É um cenário alarmante que se espalha pelo Brasil: facções criminosas e milícias impõem seu domínio sobre territórios onde vivem impressionantes 28,5 milhões de brasileiros. Isso significa que 19% de nossa população está sob o controle direto do crime organizado, uma realidade brutal que veio à tona com força total após a recente Operação Contenção.
Realizada em 28 de outubro nos complexos da Penha e do Alemão, no Rio de Janeiro — reduto do Comando Vermelho (CV) —, a operação mobilizou 2.500 agentes de segurança. O confronto foi intenso, com criminosos usando até drones com granadas, resultando na trágica morte de quatro policiais e 117 bandidos, além da prisão de 99 indivíduos. O governo estadual confirmou que 95% dos mortos possuíam vínculos comprovados com o CV.
A vida nessas áreas é resumida pela declaração de uma empregada doméstica de 58 anos, moradora da Baixada Fluminense: “O segredo para sobreviver é cabeça baixa e boca fechada”. Uma frase que expõe a dura realidade imposta aos cidadãos de bem.
Esse controle territorial do crime tem raízes no Rio dos anos 1980, com a expansão do CV, originado no sistema prisional. Na década de 1990, as milícias, compostas por policiais e ex-policiais, começaram a monopolizar serviços essenciais em bairros inteiros, uma prática logo adotada pelos traficantes.

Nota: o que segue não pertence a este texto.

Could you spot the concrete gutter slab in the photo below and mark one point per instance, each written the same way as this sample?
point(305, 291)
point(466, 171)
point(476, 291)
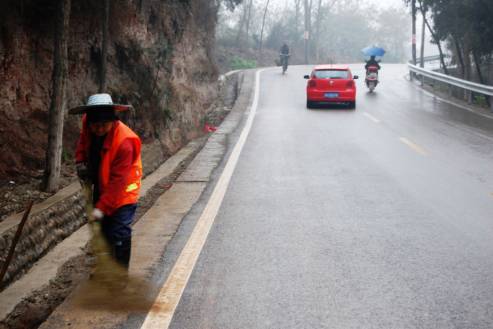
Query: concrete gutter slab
point(46, 268)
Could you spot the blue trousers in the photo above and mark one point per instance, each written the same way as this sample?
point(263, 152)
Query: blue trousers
point(118, 231)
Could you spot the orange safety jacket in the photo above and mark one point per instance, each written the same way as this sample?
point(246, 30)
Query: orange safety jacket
point(113, 194)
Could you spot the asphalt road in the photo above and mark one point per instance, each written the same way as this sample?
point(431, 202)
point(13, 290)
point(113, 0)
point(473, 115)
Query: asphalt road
point(379, 217)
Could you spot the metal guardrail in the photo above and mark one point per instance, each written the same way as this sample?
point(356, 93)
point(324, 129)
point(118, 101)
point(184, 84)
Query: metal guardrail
point(468, 86)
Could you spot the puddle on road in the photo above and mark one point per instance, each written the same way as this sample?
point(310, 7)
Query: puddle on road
point(115, 291)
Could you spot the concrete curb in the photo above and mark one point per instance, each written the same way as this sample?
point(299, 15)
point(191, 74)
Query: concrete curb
point(159, 224)
point(47, 267)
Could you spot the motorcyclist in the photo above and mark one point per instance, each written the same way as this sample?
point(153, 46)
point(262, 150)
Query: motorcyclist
point(284, 53)
point(372, 62)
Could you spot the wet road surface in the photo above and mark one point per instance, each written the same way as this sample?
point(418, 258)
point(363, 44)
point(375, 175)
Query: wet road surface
point(379, 217)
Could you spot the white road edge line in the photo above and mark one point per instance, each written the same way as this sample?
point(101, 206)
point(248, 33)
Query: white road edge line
point(371, 117)
point(169, 296)
point(413, 146)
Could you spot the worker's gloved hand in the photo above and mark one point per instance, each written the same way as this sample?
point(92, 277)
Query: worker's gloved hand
point(97, 214)
point(82, 171)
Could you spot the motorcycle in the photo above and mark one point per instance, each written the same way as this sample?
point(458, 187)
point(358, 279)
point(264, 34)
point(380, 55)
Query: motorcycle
point(284, 62)
point(372, 78)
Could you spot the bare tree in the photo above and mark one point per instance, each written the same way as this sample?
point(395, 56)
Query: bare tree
point(57, 106)
point(104, 45)
point(434, 36)
point(263, 25)
point(321, 11)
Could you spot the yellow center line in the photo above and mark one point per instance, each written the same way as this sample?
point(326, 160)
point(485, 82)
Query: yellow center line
point(371, 117)
point(413, 146)
point(169, 296)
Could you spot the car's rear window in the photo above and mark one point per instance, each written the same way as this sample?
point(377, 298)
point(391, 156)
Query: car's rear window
point(331, 74)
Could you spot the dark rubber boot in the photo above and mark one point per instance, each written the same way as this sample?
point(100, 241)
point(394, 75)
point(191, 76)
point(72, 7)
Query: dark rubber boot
point(122, 251)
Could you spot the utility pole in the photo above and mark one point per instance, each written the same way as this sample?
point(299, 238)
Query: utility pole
point(423, 36)
point(413, 5)
point(413, 40)
point(306, 35)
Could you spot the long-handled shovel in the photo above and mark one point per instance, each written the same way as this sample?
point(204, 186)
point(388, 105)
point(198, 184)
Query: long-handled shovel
point(107, 270)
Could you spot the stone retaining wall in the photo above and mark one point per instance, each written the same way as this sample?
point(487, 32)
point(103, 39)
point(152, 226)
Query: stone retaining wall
point(41, 232)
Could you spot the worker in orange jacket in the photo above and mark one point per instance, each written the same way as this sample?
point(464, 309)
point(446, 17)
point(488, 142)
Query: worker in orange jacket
point(108, 155)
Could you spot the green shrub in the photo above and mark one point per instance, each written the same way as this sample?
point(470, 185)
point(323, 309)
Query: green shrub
point(238, 63)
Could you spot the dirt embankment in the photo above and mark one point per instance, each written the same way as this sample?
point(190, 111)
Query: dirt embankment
point(159, 61)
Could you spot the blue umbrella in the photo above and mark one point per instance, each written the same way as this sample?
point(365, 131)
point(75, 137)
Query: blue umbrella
point(373, 51)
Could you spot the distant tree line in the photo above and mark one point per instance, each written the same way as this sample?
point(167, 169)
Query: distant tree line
point(321, 30)
point(465, 27)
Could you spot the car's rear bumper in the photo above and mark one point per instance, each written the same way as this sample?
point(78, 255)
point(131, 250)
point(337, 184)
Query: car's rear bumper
point(319, 96)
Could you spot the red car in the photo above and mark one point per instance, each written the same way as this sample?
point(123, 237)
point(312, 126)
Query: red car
point(331, 84)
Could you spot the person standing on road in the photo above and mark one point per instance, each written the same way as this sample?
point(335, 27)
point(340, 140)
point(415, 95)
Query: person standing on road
point(372, 62)
point(108, 155)
point(284, 54)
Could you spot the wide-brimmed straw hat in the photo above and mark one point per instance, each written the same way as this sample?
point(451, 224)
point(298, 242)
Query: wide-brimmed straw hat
point(99, 101)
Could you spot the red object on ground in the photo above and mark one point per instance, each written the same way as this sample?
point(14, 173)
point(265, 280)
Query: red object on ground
point(331, 84)
point(209, 129)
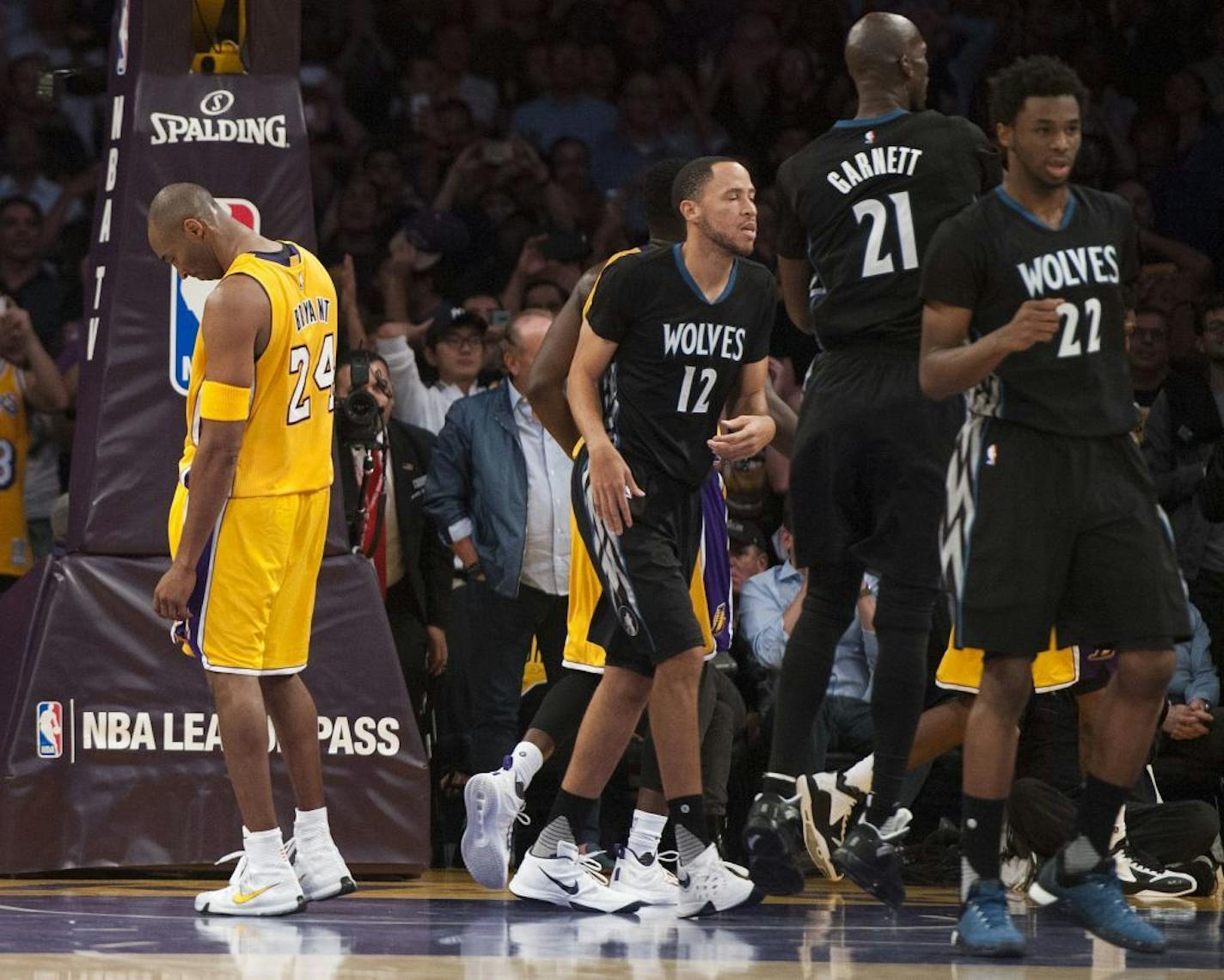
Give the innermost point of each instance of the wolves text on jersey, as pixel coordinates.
(704, 339)
(1070, 266)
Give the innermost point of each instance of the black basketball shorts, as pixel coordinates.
(646, 615)
(1043, 530)
(866, 475)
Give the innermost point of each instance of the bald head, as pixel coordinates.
(885, 54)
(187, 228)
(176, 202)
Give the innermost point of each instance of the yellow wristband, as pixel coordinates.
(224, 402)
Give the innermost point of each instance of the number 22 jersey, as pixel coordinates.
(678, 355)
(286, 447)
(995, 256)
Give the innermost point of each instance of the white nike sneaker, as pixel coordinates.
(320, 867)
(569, 880)
(826, 806)
(271, 891)
(709, 886)
(646, 878)
(493, 803)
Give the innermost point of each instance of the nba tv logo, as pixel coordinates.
(187, 298)
(49, 727)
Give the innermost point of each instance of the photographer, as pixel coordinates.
(384, 509)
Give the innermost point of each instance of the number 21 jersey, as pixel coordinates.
(862, 202)
(288, 442)
(678, 355)
(995, 256)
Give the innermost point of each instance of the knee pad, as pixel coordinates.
(905, 607)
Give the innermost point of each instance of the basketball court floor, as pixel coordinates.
(444, 927)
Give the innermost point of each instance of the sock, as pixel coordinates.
(525, 761)
(568, 812)
(1119, 833)
(828, 610)
(265, 848)
(860, 775)
(981, 829)
(1094, 821)
(646, 832)
(900, 687)
(308, 823)
(780, 783)
(692, 835)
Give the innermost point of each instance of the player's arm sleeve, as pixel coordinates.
(448, 485)
(793, 237)
(606, 307)
(950, 272)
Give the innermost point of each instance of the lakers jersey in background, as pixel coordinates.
(288, 442)
(15, 554)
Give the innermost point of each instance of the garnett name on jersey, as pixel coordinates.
(1068, 266)
(704, 340)
(878, 162)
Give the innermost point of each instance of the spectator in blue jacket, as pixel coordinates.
(499, 487)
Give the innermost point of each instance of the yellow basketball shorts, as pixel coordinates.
(1053, 668)
(254, 583)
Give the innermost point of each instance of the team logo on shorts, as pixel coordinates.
(187, 298)
(49, 728)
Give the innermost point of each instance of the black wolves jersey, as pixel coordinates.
(995, 256)
(862, 202)
(678, 355)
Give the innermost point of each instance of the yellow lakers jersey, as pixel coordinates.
(288, 442)
(15, 554)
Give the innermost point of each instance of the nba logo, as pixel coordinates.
(49, 726)
(187, 298)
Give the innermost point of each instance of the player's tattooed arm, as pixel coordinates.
(794, 278)
(748, 428)
(236, 327)
(947, 364)
(611, 477)
(546, 389)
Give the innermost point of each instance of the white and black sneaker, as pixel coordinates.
(643, 876)
(1145, 878)
(709, 886)
(828, 808)
(493, 800)
(569, 880)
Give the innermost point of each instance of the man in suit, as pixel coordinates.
(414, 567)
(499, 491)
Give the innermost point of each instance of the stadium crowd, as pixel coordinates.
(471, 161)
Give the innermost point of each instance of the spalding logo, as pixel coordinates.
(216, 103)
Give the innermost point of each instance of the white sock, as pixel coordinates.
(1119, 829)
(308, 823)
(860, 775)
(266, 848)
(646, 832)
(525, 761)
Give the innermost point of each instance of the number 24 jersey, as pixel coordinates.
(678, 355)
(288, 442)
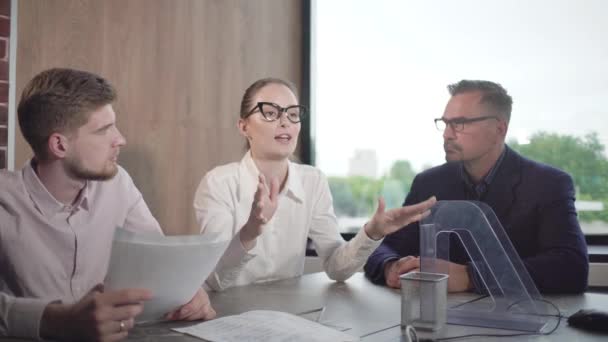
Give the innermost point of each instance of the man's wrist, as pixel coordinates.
(371, 231)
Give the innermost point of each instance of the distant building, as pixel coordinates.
(363, 163)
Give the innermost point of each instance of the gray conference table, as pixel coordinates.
(369, 311)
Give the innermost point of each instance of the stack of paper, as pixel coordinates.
(172, 267)
(265, 326)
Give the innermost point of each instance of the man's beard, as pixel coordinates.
(75, 168)
(455, 149)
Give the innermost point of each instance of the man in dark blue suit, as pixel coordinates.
(534, 202)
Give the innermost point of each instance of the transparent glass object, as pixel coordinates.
(424, 300)
(513, 301)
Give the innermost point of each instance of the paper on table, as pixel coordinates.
(172, 267)
(265, 326)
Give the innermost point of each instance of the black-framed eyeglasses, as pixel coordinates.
(272, 111)
(457, 124)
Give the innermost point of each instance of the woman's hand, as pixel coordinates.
(265, 202)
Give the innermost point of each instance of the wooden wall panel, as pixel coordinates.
(180, 68)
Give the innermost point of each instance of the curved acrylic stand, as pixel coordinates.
(513, 299)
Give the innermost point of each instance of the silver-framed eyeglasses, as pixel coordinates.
(272, 112)
(457, 124)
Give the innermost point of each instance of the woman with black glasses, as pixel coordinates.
(268, 205)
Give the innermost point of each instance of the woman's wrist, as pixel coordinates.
(246, 236)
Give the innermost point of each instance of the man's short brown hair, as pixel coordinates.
(492, 94)
(59, 100)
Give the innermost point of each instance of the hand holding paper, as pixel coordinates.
(173, 268)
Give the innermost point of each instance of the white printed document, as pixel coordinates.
(265, 326)
(172, 267)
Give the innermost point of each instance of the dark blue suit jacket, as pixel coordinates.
(535, 205)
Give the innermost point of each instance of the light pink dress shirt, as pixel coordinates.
(50, 251)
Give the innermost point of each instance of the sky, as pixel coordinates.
(380, 71)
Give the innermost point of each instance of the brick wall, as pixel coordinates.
(5, 30)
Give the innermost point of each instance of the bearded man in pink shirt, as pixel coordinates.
(58, 215)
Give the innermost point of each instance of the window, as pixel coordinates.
(380, 70)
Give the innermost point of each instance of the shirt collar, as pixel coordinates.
(44, 201)
(249, 179)
(487, 180)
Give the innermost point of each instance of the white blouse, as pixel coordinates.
(223, 203)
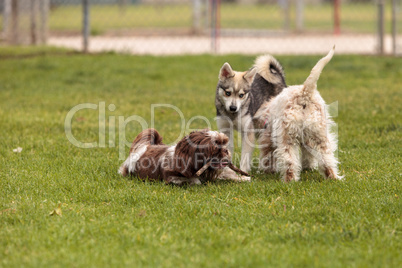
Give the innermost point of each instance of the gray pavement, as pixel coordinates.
(277, 45)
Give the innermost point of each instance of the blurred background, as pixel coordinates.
(165, 27)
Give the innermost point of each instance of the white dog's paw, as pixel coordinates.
(245, 178)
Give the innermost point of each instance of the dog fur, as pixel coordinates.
(297, 130)
(151, 159)
(239, 95)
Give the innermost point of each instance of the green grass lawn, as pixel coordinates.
(355, 18)
(112, 221)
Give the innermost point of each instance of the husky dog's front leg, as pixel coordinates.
(247, 149)
(225, 125)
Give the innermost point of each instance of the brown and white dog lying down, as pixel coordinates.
(199, 157)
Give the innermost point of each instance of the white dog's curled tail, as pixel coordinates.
(311, 82)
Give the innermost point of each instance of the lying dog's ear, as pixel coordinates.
(221, 139)
(249, 76)
(226, 72)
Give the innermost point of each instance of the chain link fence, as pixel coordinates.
(162, 27)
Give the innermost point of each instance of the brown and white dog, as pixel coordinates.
(151, 159)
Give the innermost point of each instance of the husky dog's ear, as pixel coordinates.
(226, 72)
(249, 76)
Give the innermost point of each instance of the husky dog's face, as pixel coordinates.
(233, 87)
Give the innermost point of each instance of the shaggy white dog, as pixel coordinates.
(296, 130)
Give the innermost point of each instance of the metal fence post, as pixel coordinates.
(86, 25)
(394, 30)
(44, 13)
(299, 15)
(197, 16)
(380, 23)
(33, 17)
(215, 25)
(6, 18)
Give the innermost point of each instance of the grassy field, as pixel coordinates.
(108, 220)
(355, 18)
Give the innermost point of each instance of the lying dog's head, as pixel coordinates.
(200, 147)
(233, 87)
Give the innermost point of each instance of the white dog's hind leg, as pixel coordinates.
(308, 159)
(328, 165)
(289, 164)
(247, 149)
(228, 174)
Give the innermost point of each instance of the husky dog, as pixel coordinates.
(297, 130)
(238, 97)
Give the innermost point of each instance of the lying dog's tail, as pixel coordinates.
(270, 70)
(147, 137)
(311, 82)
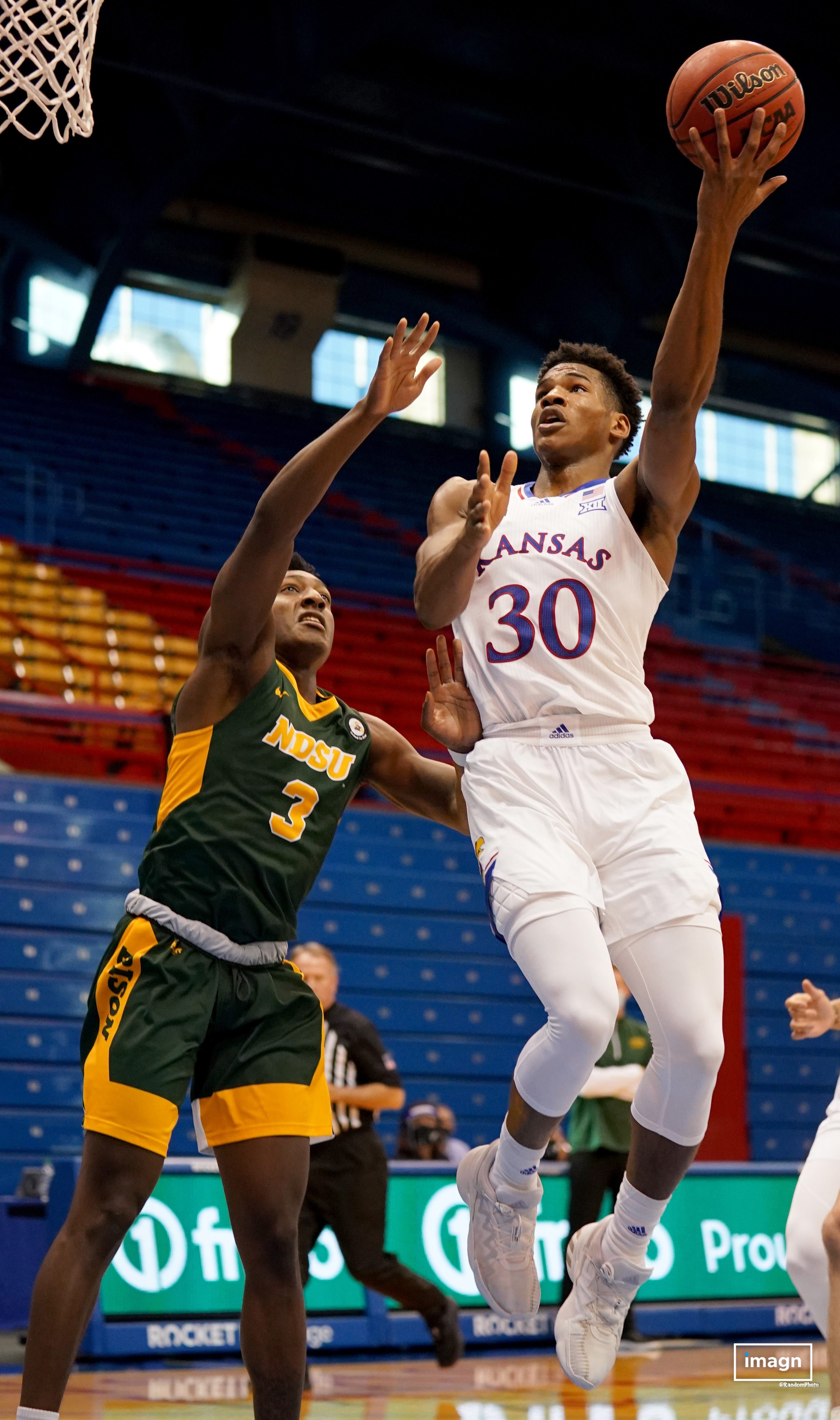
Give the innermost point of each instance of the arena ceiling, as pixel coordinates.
(530, 144)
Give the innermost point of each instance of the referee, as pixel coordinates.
(348, 1175)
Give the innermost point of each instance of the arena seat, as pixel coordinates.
(416, 958)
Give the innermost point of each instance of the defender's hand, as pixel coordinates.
(398, 381)
(489, 500)
(812, 1013)
(450, 714)
(734, 187)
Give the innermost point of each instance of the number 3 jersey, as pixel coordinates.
(247, 816)
(557, 624)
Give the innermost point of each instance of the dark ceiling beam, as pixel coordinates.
(26, 238)
(438, 153)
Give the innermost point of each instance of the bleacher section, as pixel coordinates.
(63, 639)
(402, 904)
(132, 472)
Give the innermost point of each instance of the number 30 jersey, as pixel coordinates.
(247, 816)
(557, 624)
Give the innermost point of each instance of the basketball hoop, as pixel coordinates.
(46, 52)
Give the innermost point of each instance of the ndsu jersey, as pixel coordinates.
(558, 618)
(249, 812)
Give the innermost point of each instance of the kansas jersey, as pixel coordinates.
(247, 816)
(558, 618)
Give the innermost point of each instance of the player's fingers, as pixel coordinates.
(429, 370)
(507, 472)
(723, 135)
(428, 340)
(703, 154)
(768, 157)
(385, 353)
(416, 334)
(432, 669)
(443, 661)
(396, 340)
(754, 137)
(768, 189)
(428, 712)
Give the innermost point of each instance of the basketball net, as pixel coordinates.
(46, 52)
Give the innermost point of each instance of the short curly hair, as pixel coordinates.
(613, 374)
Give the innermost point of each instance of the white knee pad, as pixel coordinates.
(814, 1197)
(676, 973)
(557, 943)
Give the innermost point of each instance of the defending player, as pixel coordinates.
(582, 823)
(195, 983)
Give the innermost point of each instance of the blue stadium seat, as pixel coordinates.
(88, 865)
(43, 1085)
(46, 824)
(53, 1131)
(39, 951)
(418, 956)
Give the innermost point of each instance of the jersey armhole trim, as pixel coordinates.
(648, 559)
(319, 712)
(185, 770)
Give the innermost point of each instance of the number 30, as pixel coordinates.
(548, 621)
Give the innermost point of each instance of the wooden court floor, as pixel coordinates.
(675, 1384)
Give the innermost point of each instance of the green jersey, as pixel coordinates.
(247, 816)
(605, 1124)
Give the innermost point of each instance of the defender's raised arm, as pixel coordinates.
(237, 638)
(665, 479)
(462, 519)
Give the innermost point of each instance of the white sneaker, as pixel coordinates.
(500, 1243)
(589, 1324)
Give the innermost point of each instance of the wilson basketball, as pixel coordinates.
(737, 77)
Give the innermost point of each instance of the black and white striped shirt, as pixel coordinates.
(355, 1056)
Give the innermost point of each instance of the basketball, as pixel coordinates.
(737, 77)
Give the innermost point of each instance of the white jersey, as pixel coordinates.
(558, 618)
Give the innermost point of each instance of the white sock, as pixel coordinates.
(514, 1165)
(632, 1225)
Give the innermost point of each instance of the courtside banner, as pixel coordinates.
(721, 1237)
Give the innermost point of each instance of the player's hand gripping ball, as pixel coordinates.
(737, 77)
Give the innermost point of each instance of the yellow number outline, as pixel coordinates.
(293, 827)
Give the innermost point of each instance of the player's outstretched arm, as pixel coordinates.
(812, 1013)
(731, 189)
(462, 520)
(236, 645)
(450, 715)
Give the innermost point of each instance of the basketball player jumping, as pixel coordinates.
(582, 823)
(195, 982)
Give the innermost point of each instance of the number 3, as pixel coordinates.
(293, 827)
(548, 623)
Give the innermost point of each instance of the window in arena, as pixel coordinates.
(521, 394)
(55, 316)
(169, 334)
(344, 366)
(753, 454)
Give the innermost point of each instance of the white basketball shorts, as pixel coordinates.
(611, 823)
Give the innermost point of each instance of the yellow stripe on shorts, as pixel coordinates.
(121, 1111)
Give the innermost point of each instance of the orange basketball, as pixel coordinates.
(737, 77)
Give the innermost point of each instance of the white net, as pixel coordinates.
(46, 52)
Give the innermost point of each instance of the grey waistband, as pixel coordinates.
(209, 939)
(571, 729)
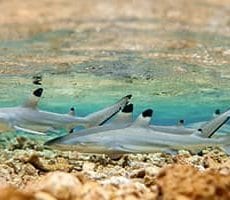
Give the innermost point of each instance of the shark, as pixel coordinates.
(29, 118)
(135, 137)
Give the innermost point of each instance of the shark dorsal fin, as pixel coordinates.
(180, 123)
(72, 111)
(216, 113)
(33, 100)
(144, 118)
(125, 115)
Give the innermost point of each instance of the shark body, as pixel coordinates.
(136, 137)
(30, 119)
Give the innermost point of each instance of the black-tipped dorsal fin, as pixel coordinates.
(125, 115)
(180, 122)
(33, 100)
(144, 118)
(72, 111)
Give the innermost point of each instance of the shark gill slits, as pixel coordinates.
(147, 113)
(200, 130)
(128, 108)
(37, 80)
(38, 92)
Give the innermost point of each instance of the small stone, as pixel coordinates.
(43, 196)
(61, 185)
(10, 193)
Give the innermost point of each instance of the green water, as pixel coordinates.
(179, 73)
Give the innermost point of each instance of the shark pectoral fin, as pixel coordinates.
(212, 126)
(144, 118)
(121, 148)
(4, 127)
(33, 100)
(18, 128)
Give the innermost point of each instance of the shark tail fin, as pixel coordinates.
(102, 116)
(215, 124)
(226, 149)
(180, 122)
(124, 116)
(34, 99)
(72, 111)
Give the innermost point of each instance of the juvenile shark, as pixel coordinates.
(29, 118)
(137, 137)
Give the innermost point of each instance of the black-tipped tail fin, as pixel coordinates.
(72, 111)
(144, 118)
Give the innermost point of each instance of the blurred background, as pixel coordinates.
(172, 55)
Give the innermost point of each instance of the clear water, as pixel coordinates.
(179, 70)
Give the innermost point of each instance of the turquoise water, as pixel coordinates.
(179, 73)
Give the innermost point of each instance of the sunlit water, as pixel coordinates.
(179, 72)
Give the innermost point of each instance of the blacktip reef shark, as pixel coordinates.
(137, 137)
(29, 118)
(124, 118)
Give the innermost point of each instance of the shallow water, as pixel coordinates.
(177, 65)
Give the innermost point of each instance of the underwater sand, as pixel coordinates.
(172, 56)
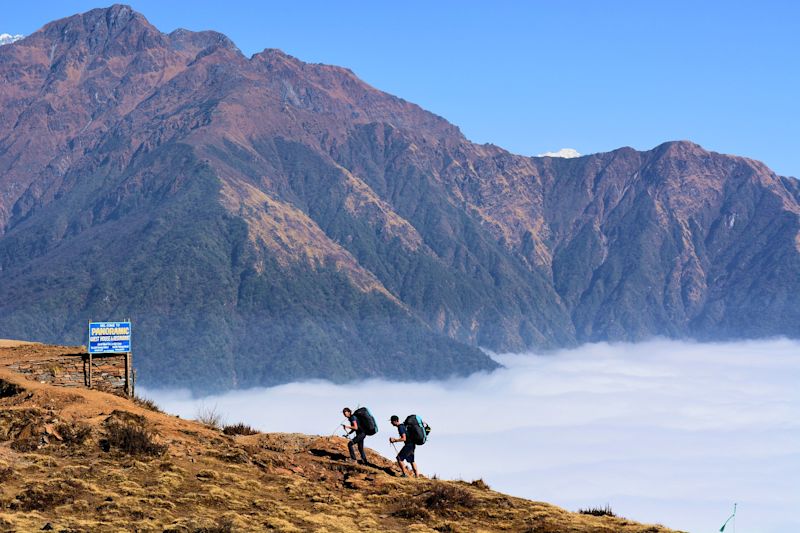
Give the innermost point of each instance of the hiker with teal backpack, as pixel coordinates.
(412, 431)
(363, 424)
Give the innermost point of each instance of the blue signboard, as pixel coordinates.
(109, 337)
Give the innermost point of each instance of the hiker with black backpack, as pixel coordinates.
(362, 423)
(407, 451)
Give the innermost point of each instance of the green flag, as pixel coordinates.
(729, 519)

Hoje, a presença de facções é uma realidade em todos os estados brasileiros, concentrando-se nas áreas mais vulneráveis e com menor presença do Estado. O Atlas da Violência revela que as perdas econômicas anuais dessa criminalidade chegam a 5,9% do PIB nacional, englobando desde a desvalorização imobiliária até prejuízos no turismo e concorrência desleal.
Em Rio das Pedras, Zona Oeste do Rio, um morador foi forçado a fechar seu pequeno mercado por extorsões e ameaças de “se não pagar, leva bala”. Na região metropolitana do Rio, 270 mil domicílios sequer têm acesso a serviços regulares de telefonia celular.
A exploração vai além: em comunidades da Baixada Fluminense, moradores pagam até 50% a mais no condomínio devido à chamada “taxa da portaria”, um valor exigido pelos grupos armados. A Light, concessionária de energia, não consegue combater ligações clandestinas porque seus técnicos são barrados por criminosos. No setor imobiliário, há a grilagem de terrenos e construções irregulares que depois buscam legalização.
A violência afeta diretamente a educação e a saúde. Cerca de 217 mil alunos da rede municipal do Rio têm seus anos letivos interrompidos por tiroteios. Os atendimentos de saúde mental cresceram 25% em 2025 nas redes municipais de áreas dominadas, e o acesso a hospitais é comprometido por barricadas.
A expansão das organizações criminosas se alastra para além do Rio, atingindo estados como Ceará, Bahia, Pernambuco e Amazonas, impulsionada pela disputa de rotas do tráfico. O CV opera com um sistema descentralizado, de “franquias”, enquanto o Primeiro Comando da Capital (PCC), de São Paulo, mantém uma estrutura hierárquica rígida.
O resultado é visto em Morada Nova, Ceará, onde aproximadamente 2.000 moradores abandonaram suas casas em julho de 2025, transformando um povoado em cidade fantasma após ameaças. Escolas, igreja e posto de saúde permanecem fechados, com a prefeitura reconhecendo a “situação anormal e emergencial”.
Em Pernambuco, a disputa entre PCC e CV impôs ‘toques de recolher’ pelo WhatsApp na região metropolitana de Recife, após as 22h, transformando morros em zonas de conflito.
Tentativas de solução são poucas e muitas vezes falhas. Embora o programa Usinas da Paz no Pará tenha mostrado alguma redução de crimes letais, iniciativas como as Unidades de Polícia Pacificadora (UPPs) no Rio de Janeiro, implementadas em 2008, não obtiveram sucesso duradouro. Após a recente operação no Complexo do Alemão e na Penha, o governo fluminense apenas “anunciou planos” para recuperar as áreas, enquanto a população continua refém.